Both contain errors, although different errors.
This has been tried many times, eg conservapedia comes to mind. It rarely works. You generally have to take over a successful brand then drive it to the ground. You can't just start off with a shitty brand when there are alternatives.
I think all Grokipedia is doing is exposing Grok's internal LLM "facts" into a preloaded and formatted site. Modern LLMs already have all of wikipedia internalized and can act as a wiki so why not make it an explicit feature?
Once that is in place you can make Grok eat it's own tail by using Retrieval-Augmented Generation on Grok with Grokaiedia (that is now crowdsourced for updates).
This may offset the side effects of model collapse from AIs consuming their own synthetic outputs with enough humanity sprinkled into the mix.
Yes and also Hitler is quite interesting outside the Nazi bit. I don't know why everyone obsesses over that.
I have no clue what you are referring too. The word Nazi gets used so much and for so many things that it has lost all meaning to me due to semantic satiation. You'll have to me more specific.
I find it curious that the Wikipedia article on George Floyd specifically mentions in the first sentence that the police officer was white. Grokipedia’s description seems more neutral.
Discussion: https://news.ycombinator.com/item?id=45726459
https://news.ycombinator.com/item?id=45737044
Hey, if anyone thinks this article was wrongfully flagged, please contact me via my email in the description and lets talk. I'm building a startup related to moderation on social media so I'd like to user interview you
Musk said it was full of partisans a bias, and the reality is the reverse. Too many confuse "you're biased" with "I don't like that."
Ripping off most of its pages doesn't mean it isn't woke. You can copy content on most of the noncontroversial topics that don't have political or ideological angles, while still offering different content on the topics that do.

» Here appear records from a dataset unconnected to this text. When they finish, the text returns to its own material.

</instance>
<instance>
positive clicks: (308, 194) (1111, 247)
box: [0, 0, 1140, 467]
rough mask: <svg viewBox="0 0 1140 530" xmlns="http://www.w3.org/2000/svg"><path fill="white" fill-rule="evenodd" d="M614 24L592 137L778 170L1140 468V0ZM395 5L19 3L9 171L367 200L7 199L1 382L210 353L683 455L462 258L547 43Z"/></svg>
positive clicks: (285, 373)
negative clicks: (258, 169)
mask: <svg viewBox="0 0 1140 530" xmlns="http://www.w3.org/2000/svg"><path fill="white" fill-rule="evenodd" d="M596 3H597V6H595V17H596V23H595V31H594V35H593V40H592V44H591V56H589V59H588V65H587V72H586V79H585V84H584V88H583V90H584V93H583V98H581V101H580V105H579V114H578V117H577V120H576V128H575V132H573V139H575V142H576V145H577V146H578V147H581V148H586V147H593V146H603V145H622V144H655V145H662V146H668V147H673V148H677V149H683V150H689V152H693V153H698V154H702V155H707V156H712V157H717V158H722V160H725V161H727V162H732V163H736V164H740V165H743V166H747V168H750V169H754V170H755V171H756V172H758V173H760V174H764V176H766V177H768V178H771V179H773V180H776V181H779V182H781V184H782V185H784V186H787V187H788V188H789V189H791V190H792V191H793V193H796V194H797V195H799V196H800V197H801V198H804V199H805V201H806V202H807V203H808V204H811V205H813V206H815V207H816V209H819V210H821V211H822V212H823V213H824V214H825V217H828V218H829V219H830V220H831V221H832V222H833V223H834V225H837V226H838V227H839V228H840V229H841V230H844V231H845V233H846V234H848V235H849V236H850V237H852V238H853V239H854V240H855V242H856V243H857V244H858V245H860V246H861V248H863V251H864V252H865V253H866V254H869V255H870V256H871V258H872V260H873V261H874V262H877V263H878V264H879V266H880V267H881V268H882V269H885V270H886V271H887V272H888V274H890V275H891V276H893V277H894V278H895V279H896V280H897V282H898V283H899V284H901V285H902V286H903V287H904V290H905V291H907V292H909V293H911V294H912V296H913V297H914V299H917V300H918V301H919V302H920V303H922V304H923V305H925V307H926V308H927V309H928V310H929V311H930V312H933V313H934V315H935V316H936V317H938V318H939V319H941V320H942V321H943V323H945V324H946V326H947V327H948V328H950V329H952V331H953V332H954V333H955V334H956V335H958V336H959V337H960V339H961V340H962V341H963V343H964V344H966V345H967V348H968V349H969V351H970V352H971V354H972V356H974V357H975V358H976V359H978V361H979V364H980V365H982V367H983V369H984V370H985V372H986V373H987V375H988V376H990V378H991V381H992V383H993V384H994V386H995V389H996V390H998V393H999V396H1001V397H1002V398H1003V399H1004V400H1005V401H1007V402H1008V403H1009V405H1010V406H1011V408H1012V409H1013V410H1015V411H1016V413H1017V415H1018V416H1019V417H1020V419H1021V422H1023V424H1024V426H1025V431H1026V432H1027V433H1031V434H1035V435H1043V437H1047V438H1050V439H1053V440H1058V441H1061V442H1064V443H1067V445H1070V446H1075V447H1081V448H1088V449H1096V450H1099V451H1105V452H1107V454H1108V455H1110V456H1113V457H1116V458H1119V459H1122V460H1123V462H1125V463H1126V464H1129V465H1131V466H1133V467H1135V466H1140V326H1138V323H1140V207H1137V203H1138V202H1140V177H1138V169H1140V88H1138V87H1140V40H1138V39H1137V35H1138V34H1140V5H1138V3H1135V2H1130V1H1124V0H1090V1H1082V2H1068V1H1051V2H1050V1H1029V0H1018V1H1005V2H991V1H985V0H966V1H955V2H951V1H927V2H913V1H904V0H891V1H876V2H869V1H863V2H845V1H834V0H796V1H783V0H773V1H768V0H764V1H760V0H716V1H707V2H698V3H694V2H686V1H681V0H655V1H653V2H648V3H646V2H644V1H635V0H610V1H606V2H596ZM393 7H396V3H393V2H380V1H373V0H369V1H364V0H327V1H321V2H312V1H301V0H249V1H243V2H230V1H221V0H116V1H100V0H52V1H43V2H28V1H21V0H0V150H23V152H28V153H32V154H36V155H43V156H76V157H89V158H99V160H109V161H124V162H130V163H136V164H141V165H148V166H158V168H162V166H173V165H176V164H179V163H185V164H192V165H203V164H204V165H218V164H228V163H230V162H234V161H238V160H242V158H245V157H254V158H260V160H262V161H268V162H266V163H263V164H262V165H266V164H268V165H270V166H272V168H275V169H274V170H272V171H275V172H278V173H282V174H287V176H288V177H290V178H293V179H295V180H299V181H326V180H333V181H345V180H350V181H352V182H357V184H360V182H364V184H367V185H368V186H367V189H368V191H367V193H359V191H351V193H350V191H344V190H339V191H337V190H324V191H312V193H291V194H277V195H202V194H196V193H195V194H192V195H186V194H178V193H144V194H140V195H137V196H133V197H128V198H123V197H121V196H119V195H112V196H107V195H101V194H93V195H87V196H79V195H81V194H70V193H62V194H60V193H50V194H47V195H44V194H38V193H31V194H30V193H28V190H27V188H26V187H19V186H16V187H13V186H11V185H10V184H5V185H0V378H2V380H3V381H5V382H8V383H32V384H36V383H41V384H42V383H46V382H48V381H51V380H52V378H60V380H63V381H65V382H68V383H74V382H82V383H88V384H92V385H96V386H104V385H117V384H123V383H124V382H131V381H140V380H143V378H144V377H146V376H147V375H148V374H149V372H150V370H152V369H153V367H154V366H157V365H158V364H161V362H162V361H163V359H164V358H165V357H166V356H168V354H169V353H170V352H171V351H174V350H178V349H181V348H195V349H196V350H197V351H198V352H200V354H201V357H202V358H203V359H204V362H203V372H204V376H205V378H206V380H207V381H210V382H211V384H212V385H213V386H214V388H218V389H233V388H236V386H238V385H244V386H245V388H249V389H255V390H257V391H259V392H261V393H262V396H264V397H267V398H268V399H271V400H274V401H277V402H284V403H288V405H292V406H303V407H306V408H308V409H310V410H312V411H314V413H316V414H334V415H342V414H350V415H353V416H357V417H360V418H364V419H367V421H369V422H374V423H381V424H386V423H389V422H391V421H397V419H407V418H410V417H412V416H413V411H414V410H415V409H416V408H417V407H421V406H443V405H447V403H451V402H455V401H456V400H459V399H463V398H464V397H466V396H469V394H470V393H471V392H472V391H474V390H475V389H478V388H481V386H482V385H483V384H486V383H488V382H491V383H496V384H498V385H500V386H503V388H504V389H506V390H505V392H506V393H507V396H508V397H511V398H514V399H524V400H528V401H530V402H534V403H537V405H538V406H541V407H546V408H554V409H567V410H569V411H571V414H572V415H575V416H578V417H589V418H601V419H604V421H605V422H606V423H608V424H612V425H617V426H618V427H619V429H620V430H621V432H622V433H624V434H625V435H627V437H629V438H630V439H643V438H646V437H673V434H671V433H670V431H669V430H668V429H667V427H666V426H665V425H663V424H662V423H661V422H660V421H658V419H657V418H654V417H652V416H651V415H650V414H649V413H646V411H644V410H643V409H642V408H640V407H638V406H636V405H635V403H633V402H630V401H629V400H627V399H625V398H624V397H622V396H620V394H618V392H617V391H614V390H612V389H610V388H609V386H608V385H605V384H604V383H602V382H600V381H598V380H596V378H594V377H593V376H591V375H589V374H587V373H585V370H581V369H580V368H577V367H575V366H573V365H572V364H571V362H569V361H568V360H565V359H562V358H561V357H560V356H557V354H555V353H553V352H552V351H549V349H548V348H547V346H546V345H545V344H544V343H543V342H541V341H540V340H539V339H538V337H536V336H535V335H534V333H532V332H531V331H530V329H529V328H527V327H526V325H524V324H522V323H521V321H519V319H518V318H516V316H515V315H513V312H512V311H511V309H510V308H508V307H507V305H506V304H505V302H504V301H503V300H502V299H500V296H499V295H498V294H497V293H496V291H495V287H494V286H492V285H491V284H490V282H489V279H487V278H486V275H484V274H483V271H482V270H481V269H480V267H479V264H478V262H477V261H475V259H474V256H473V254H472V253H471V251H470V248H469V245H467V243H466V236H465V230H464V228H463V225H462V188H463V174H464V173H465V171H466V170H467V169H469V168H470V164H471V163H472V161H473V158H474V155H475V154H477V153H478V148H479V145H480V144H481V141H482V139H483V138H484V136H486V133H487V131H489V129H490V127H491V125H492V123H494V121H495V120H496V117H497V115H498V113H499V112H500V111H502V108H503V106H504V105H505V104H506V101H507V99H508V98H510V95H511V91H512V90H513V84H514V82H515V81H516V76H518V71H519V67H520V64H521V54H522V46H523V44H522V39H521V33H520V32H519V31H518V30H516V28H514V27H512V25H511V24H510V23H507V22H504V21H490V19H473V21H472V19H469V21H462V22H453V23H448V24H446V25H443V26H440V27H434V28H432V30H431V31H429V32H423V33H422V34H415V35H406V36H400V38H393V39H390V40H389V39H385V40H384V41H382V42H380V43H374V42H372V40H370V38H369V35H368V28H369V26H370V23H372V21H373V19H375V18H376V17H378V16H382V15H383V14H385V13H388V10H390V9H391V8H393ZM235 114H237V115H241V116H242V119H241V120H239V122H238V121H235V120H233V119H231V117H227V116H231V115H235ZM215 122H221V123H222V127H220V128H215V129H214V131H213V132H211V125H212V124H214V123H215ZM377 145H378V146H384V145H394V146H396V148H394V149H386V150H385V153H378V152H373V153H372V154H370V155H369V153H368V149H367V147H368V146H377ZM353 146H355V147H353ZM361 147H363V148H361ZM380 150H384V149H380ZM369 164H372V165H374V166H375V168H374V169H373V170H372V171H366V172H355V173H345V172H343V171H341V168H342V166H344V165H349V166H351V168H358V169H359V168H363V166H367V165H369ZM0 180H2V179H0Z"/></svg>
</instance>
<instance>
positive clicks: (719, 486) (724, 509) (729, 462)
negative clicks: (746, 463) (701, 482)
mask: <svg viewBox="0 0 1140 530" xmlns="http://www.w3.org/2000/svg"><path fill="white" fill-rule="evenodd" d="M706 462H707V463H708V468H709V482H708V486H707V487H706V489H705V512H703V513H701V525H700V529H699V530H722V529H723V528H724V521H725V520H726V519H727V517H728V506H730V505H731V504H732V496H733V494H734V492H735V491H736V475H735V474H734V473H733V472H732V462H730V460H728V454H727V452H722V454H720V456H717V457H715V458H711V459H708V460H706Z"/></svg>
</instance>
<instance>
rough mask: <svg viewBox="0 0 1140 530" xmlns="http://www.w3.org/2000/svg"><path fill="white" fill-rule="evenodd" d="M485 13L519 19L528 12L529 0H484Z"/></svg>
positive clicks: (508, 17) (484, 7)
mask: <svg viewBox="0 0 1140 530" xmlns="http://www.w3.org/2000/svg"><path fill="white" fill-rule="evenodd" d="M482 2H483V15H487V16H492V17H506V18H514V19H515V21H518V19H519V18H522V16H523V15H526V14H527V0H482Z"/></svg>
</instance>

Reality has a well-established liberal bias
Bias is deviation from a baseline. What is the baseline here?
This sentence is meaningless.
> Reality has a well-established liberal bias
Only if you're a liberal who confuses the information you receive, usually filtered through other liberals, for reality (which many do).
tl;dr: if you think reality agrees with your politics, you're actually just in a bubble.
except for the first 300,000 years
We need more Jimmys and fewer Elons.
We need more Larry Sangers.
https://larrysanger.org/nine-theses/
I'm 99.999% sure this is already the case. I can't think of even one other Elon. I guess some billionaires come close, but he's a pretty unique dude, for better or for worse.
The parent's condition was relative, so it can't be statically true. Even if the number of Elons was zero, that would only make it unsatisfiable - not true.